Once Plame's covert identity was revealed, Rove treated the matter like the kind of brush-back-pitch hardball at which he excelled. In a high-decibel, off-air phone conversation with TV host Chris Matthews, Rove reputedly said, "Wilson's wife is fair game." (This quotation comes from Wilson himself, who heard it later from Matthews, so a little skepticism about the exact wording is justified.) Matthews' reasonable verdict on the whole matter, according to Isikoff and Corn, was that the Wilsons "were trying to screw the White House so the White House was going to screw them back."
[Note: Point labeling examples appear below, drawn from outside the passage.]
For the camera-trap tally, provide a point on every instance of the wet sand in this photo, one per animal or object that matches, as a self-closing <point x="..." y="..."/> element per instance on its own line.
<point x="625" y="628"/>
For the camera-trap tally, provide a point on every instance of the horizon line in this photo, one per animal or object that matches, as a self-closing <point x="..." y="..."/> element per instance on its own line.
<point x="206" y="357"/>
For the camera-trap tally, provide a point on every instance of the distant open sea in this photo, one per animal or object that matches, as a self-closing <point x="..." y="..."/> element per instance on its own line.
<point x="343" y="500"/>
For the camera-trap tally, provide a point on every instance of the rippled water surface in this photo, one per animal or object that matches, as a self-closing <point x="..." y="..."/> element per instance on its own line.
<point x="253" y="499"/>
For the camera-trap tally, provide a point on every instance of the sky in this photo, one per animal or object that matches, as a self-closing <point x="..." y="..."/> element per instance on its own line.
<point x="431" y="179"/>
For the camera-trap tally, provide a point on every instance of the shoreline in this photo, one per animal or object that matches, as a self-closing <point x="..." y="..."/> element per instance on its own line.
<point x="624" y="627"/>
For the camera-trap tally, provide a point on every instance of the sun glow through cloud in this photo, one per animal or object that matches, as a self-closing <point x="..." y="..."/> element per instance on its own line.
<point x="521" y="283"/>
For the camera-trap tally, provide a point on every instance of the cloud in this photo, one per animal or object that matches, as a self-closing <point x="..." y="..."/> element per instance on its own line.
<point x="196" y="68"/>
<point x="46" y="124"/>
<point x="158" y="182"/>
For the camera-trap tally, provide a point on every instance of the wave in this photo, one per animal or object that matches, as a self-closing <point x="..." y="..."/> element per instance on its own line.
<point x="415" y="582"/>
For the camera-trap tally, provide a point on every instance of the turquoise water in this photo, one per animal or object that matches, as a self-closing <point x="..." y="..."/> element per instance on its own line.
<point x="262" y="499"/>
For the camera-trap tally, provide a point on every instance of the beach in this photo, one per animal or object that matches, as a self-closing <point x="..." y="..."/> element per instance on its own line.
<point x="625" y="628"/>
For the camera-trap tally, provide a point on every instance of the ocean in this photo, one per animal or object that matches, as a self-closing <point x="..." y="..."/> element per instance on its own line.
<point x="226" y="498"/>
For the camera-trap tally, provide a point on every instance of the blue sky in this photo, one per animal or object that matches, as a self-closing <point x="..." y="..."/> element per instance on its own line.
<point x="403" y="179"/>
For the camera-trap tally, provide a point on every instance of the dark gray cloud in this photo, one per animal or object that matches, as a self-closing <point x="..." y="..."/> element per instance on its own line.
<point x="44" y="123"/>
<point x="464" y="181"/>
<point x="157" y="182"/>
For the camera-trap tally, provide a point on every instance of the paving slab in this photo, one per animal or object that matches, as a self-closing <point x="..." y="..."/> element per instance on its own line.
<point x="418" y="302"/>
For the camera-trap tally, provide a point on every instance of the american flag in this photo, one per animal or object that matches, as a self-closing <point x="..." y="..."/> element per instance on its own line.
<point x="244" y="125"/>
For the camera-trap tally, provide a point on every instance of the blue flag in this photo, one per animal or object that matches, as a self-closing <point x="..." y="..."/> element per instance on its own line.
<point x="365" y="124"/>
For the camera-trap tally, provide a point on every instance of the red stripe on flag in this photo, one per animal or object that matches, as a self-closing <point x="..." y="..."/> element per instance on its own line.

"Hubris" also draws an important distinction between Libby's indictment by special prosecutor Patrick Fitzgerald for perjury and Rove's clean-slate escape, despite a faulty memory and five trips before the grand jury. "Whatever his suspicions about Rove's account," Isikoff and Corn write, "Fitzgerald was a professional who would not indict a suspect unless he could establish guilt beyond a reasonable doubt. And perjury is notoriously difficult to prove ... Fitzgerald didn't have a parade of witnesses contradicting the White House aide's account -- as he did with Libby."
The biggest mystery surrounding Rove's six years in the White House has nothing to do with Valerie Plame or Patrick Fitzgerald. It is a much larger question: As Bush's deputy chief of staff with a high-level security clearance and membership in the shadowy White House Iraq Group, did Rove help shape war-on-terror policy or was he only involved in the political marketing of it?